Der – in diesem Punkte unstreitig bis in die Streitjahre nicht geänderte – Gesellschaftsvertrag der GmbH in der Fassung vom 2. März 1971 (UR-Nr. 420/1971 des Notars E in K) regelt unter § 8, dass die Gesellschafter nach Maßgabe ihrer Geschäftsanteile am Gewinn und Verlust der GmbH beteiligt sind. Eine Öffnungsklausel dergestalt, dass von diesem Gewinnverteilungsmaßstab durch Gesellschafterbeschluss abgewichen werden könne, existiert nicht.

Am 17. Dezember 2007 hielten die Gesellschafter der GmbH unter Verzicht auf Formen und Fristen eine Gesellschafterversammlung ab und trafen folgenden Beschluss:

  1. „Da kurzfristige Investitionen nicht vorgesehen sind, ist die vorgehaltene Liquidität zur Zeit nicht erforderlich.
  2. Für 2007 wird die Ausschüttung einer Bruttodividende von 180.000 € beschlossen.
  3. Eine weitere Ausschüttung wird für April 2008 beschlossen. Hierfür ist eine Bruttodividende von ca. 200.000 € vorgesehen.
  4. Mangels ausreichender Substanz nimmt Herr D1 (Anm.: der Kläger) an den Ausschüttungen nicht teil.”

Unterschrieben ist das Protokoll vom Kläger.

Mit notariellem Vertrag vom 6. Juni 2008 verkauften und veräußerten die Beigeladenen ihre Geschäftsanteile an der GmbH an die D1 GmbH. Der Kaufpreis betrug „unter Berücksichtigung der erfolgten Gewinnausschüttungen” jeweils 85.333,33 €. Der Gewinn für das laufende Geschäftsjahr (= Kalenderjahr) stand bezüglich der verkauften Geschäftsanteile der Käuferin zu.
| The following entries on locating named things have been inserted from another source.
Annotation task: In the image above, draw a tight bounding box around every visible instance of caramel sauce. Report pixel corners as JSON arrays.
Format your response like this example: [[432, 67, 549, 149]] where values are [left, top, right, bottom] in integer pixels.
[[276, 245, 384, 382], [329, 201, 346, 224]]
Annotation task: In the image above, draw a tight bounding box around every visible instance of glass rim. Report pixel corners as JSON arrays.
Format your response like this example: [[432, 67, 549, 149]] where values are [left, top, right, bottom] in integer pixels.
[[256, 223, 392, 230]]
Das gleiche galt für die Gewinne vorangegangener Geschäftsjahre, die nicht bereits unter den Gesellschaftern verteilt waren. Wegen der weiteren Einzelheiten wird auf den notariellen Kaufvertrag verwiesen (Vertragsakte).
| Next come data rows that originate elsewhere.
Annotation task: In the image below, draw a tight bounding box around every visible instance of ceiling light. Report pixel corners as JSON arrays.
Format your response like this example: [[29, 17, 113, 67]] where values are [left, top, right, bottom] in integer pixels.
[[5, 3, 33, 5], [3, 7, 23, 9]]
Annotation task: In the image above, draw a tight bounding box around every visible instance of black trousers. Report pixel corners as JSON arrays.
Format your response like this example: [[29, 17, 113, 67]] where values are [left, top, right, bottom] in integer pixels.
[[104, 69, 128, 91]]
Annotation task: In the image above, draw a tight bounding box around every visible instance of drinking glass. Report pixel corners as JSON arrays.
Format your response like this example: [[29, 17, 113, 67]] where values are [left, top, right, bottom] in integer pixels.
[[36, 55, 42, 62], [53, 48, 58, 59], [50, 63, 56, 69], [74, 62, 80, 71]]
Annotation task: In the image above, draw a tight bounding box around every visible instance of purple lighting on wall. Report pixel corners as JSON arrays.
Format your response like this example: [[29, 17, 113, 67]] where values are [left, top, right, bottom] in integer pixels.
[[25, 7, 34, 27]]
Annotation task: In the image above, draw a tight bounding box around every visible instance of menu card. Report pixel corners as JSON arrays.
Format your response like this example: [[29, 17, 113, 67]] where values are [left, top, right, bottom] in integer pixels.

Der Gewinnausschüttungsbeschluss der Gesellschafterversammlung der GmbH vom 17. Dezember 2007 sowie die Ausschüttungen in Höhe von 180.000 € und in Höhe von – tatsächlich nur – 199.300 € waren Gegenstand einer steuerlichen Außenprüfung bei der GmbH. Die Gewinnausschüttungen wurden ausweislich des Bp-Berichts in der Schlussbesprechung der Außenprüfung dahingehend erläutert, dass diese im Hinblick auf die geplante Veräußerung der Anteile der Beigeladenen an die von dem Kläger beherrschte D1 GmbH erfolgt seien. Indem der Kläger die nach dem Gesellschaftsvertrag auf ihn entfallenden Gewinnausschüttungen nicht versteuert habe, habe er über die Liquidität zur Zahlung des Kaufpreises an die Beigeladenen verfügt. Sein Verzicht auf die anteiligen Gewinnausschüttungen sei bei der Kaufpreisfindung berücksichtigt worden.
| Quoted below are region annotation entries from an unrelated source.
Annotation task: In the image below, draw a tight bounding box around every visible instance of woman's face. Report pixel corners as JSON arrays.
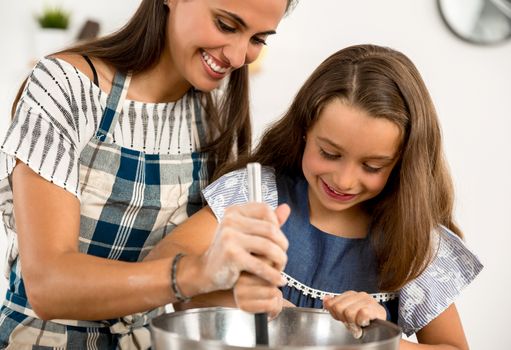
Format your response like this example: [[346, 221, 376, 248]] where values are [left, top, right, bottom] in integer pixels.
[[167, 0, 287, 91], [302, 99, 401, 219]]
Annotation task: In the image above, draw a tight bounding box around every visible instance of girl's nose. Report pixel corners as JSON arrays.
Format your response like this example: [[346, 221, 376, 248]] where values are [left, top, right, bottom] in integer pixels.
[[334, 166, 357, 192]]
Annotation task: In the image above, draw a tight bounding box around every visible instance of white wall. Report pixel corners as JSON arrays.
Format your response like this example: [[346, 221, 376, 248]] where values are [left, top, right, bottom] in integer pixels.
[[0, 0, 511, 350]]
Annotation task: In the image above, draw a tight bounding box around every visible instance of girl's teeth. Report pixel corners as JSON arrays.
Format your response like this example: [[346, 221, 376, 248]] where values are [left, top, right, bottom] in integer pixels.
[[202, 51, 227, 73]]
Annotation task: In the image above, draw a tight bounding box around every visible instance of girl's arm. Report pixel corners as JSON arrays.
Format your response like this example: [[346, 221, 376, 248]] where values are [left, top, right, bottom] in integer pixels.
[[12, 162, 287, 320], [400, 304, 469, 350], [323, 291, 468, 350]]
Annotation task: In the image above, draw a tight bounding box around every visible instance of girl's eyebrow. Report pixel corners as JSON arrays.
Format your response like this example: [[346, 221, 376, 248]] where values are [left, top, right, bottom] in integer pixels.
[[318, 136, 395, 161], [219, 9, 277, 35]]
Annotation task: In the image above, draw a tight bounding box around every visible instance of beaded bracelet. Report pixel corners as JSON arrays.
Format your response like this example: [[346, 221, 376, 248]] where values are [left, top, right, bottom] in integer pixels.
[[170, 253, 191, 303]]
Der Betriebsprüfer vertrat hierzu die Auffassung, dass die inkongruenten Gewinnausschüttungen nicht anzuerkennen seien, so dass die beiden Gewinnausschüttungen entsprechend dem Beteiligungsverhältnis dem Kläger und den Beigeladenen zu jeweils 1/3 zuzurechnen seien. Das Urteil des Bundesfinanzhofs – BFH – vom 19. August 1999, BFH/NV 1999, 112, sei aufgrund eines Nichtanwendungserlasses des Bundesministeriums der Finanzen nicht anzuwenden; zudem sei vorliegend nach dem Gesellschaftsvertrag eine abweichende Gewinnverteilung nicht zugelassen.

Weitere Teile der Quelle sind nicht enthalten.